Interactional expertise is Collins's name for the competence he discovered he had developed in gravitational wave physics after two decades of immersion: he could discuss the physics with the fluency of a practitioner, pass as a physicist in conversation, even survive a formal test in which judges could not reliably distinguish his answers from those of actual physicists. But he had never built an instrument, run an experiment, or contributed original data. His expertise was interactional, not contributory. The distinction is the single most useful concept for understanding what large language models do and do not possess.
Collins developed the concept through the peculiar experience of being, effectively, a test case for himself. Over forty years of attending gravitational wave physics conferences, reading every published paper, interviewing hundreds of physicists, he had acquired something real — a genuine fluency in the domain that practitioners themselves recognized. But he had never done physics. The conceptual question was what to call this. The answer was interactional expertise: real expertise, acquired through linguistic participation in the community's discourse, not through contribution to its practice.
Large language models possess interactional expertise at a scale Collins could not have imagined. A model trained on the entire corpus of a domain's literature has read more than any individual practitioner and can discuss the domain with a comprehensive fluency that would pass Collins's Imitation Game in many fields simultaneously. This is a genuine achievement. Collins does not dismiss it. In his 2021 lecture Must Intelligent Machines Be Social Machines? he called it 'a first but impressive step' toward reproducing aspects of human linguistic competence.
The critical question is what interactional expertise is sufficient for. When the task requires discussing a domain fluently — summarizing literature, explaining concepts, helping a practitioner find connections across fields — interactional expertise may be exactly the right tool. When the task requires contributing original knowledge to the field, evaluating novel claims against the community's evolving standards, or exercising the social judgment that distinguishes competent from excellent practice, interactional expertise hits its ceiling. The machine can discuss the work with the fluency of a participant. It cannot do the work with the judgment of one.

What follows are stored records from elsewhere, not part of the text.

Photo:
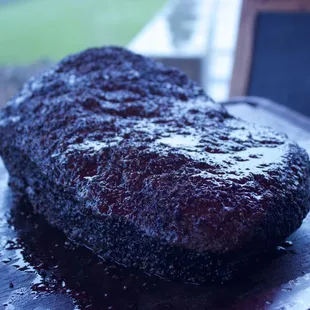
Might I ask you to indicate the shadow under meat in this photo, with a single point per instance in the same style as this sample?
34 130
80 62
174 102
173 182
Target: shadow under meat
74 270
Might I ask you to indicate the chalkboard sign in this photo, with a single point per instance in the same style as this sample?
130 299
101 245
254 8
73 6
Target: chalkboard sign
273 53
281 60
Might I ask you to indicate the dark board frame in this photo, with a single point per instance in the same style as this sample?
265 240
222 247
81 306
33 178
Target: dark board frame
244 50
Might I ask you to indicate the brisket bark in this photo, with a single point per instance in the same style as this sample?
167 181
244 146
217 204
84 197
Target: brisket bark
133 160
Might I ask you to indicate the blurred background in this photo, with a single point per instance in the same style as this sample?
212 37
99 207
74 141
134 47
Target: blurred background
189 34
230 47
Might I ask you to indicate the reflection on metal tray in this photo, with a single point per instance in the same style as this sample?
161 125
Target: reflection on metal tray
40 269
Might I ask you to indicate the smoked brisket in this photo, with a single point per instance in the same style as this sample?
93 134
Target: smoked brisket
133 160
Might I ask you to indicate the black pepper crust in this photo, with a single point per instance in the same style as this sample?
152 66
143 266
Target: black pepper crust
133 160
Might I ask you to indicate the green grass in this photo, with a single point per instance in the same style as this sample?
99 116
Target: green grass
34 29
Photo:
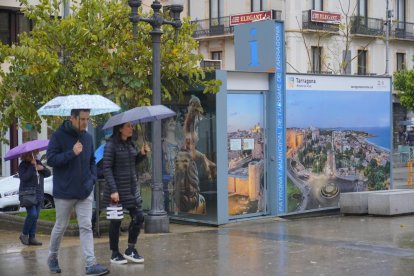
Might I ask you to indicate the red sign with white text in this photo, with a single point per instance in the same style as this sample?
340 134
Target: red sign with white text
250 17
325 17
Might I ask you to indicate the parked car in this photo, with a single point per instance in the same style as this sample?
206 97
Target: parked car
9 193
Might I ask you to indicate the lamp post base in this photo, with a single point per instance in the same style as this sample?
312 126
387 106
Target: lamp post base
157 224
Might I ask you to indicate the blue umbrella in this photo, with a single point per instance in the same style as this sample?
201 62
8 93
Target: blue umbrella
99 153
141 114
62 105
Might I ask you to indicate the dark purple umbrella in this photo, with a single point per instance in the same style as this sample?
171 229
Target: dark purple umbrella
142 114
26 147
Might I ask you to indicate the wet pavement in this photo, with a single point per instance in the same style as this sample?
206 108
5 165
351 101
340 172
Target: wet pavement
328 245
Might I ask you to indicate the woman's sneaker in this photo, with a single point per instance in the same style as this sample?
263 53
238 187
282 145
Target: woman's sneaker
96 270
117 258
133 256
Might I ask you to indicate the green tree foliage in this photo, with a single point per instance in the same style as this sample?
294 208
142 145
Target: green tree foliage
404 84
92 51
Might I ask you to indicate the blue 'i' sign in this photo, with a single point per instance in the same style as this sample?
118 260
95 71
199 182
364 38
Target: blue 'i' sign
254 60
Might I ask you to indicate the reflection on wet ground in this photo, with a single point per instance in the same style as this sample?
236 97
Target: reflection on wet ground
332 245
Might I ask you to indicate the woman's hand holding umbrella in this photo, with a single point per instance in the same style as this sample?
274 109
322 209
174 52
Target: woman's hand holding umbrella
145 149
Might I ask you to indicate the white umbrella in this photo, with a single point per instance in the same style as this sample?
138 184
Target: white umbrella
62 105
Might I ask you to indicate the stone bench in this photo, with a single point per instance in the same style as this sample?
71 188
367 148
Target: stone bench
357 202
395 202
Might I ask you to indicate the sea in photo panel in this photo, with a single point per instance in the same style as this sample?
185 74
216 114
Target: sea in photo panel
189 158
245 134
338 139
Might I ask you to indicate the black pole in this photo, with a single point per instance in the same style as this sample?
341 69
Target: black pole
157 219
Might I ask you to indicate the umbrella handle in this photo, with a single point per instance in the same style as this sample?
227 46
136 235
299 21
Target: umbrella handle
37 172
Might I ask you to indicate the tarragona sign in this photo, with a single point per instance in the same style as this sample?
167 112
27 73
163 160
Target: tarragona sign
250 17
325 17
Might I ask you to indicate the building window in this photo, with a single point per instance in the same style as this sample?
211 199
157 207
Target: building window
215 8
362 8
256 5
216 55
400 61
316 59
346 58
362 62
400 14
317 5
5 36
12 23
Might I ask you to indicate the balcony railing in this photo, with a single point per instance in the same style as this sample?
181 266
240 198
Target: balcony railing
367 26
402 30
213 64
219 26
308 24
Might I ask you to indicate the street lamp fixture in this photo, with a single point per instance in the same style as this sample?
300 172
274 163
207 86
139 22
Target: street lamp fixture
157 219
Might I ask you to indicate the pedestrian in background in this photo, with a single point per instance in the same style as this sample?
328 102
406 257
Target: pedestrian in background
31 175
410 137
71 154
121 187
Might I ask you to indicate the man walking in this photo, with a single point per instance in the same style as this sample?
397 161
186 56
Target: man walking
71 154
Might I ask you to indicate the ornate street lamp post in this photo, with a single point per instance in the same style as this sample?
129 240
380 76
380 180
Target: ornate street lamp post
157 220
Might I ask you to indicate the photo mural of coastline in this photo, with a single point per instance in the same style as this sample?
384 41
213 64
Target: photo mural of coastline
337 141
245 132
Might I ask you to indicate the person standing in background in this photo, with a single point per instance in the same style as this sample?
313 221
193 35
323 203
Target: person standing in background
31 175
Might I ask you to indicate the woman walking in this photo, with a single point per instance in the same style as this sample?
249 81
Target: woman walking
31 174
119 167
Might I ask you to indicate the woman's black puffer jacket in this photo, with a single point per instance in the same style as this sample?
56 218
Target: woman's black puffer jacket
119 169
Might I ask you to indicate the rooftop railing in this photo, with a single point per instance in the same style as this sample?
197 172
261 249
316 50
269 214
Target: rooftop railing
367 26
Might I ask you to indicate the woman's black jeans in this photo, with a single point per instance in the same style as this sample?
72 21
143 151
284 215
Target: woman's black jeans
137 219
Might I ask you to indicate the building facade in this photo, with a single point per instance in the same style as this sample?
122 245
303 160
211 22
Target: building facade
346 37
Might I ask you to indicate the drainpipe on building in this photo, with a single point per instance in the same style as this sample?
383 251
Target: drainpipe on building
14 141
388 16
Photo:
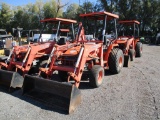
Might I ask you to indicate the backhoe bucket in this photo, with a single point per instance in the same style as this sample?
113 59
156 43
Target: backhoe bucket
11 79
60 95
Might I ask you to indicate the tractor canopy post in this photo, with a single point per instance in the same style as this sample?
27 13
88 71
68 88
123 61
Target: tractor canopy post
59 23
41 32
95 28
115 22
138 29
134 30
104 29
73 32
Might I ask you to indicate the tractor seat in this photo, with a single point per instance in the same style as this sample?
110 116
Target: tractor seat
62 41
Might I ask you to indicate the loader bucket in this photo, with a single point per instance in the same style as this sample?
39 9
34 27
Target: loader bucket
60 95
11 79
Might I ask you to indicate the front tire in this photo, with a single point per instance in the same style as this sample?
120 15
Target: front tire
96 76
138 49
132 54
116 60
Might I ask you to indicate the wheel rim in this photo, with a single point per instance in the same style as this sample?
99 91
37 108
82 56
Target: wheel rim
120 61
100 76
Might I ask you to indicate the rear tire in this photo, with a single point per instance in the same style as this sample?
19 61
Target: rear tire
132 54
116 60
138 49
63 76
96 76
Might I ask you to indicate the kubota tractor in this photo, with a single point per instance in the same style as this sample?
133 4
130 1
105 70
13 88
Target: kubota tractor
27 59
129 42
70 61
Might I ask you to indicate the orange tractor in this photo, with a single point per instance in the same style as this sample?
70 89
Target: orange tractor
130 44
71 61
27 59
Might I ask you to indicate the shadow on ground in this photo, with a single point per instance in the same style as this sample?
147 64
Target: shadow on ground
40 103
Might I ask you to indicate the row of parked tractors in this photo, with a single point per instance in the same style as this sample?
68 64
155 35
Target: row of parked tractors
31 67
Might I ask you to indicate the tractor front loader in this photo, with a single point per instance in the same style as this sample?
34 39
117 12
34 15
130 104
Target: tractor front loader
129 42
71 61
27 59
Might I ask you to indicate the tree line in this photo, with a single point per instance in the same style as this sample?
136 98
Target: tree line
147 12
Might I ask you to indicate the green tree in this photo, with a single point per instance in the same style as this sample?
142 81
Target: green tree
6 15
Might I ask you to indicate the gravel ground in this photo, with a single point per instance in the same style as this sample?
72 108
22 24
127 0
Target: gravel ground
134 94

The Surrender, in Collins's 2018 framing, is the cultural pathology of mistaking interactional for contributory expertise — of accepting the machine's fluent output as evidence of understanding, when the fluency is precisely the kind of competence that does not require understanding. The asymmetry is insidious: confirming that interactional output is correct requires the same contributory expertise that producing it would require. Users who possess that expertise can evaluate the output. Users who lack it cannot, and the machine's fluency becomes, over time, its own evidence of substance.
Collins introduced the concept in Rethinking Expertise (2007), co-authored with Robert Evans, as part of a broader Periodic Table of Expertises. The concept crystallized Collins's decades of reflection on his own ambiguous position vis-à-vis the gravitational wave community. The Imitation Game methodology — in which a panel of judges attempts to distinguish a non-expert interactional expert from a genuine contributory expert — provided the empirical tool for validating the distinction.
Real expertise. Interactional expertise is not fake or superficial. It is a genuine achievement acquired through sustained linguistic engagement with a community.
Not contributory. Interactional expertise does not include the capacity to contribute original knowledge, which requires social participation in the community's practices, not merely its discourse.
The LLM condition. Large language models possess interactional expertise at unprecedented scale and across unprecedented breadth, making them genuinely useful while exposing them to systematic failure where contributory expertise is required.
Evaluative asymmetry. Only someone with contributory expertise can reliably evaluate whether an interactional output is substantively correct — which means users who most need the machine's help are least equipped to verify it.
Critics have argued that the interactional/contributory distinction is too sharp — that sufficiently deep interactional engagement shades into contributory competence, and that the boundary is fuzzier than Collins allows. Collins's response has been to insist on the Imitation Game as the empirical test: if the judges are specialists and they can reliably distinguish the interactional expert from the contributory one on tasks that require social judgment, the distinction is real.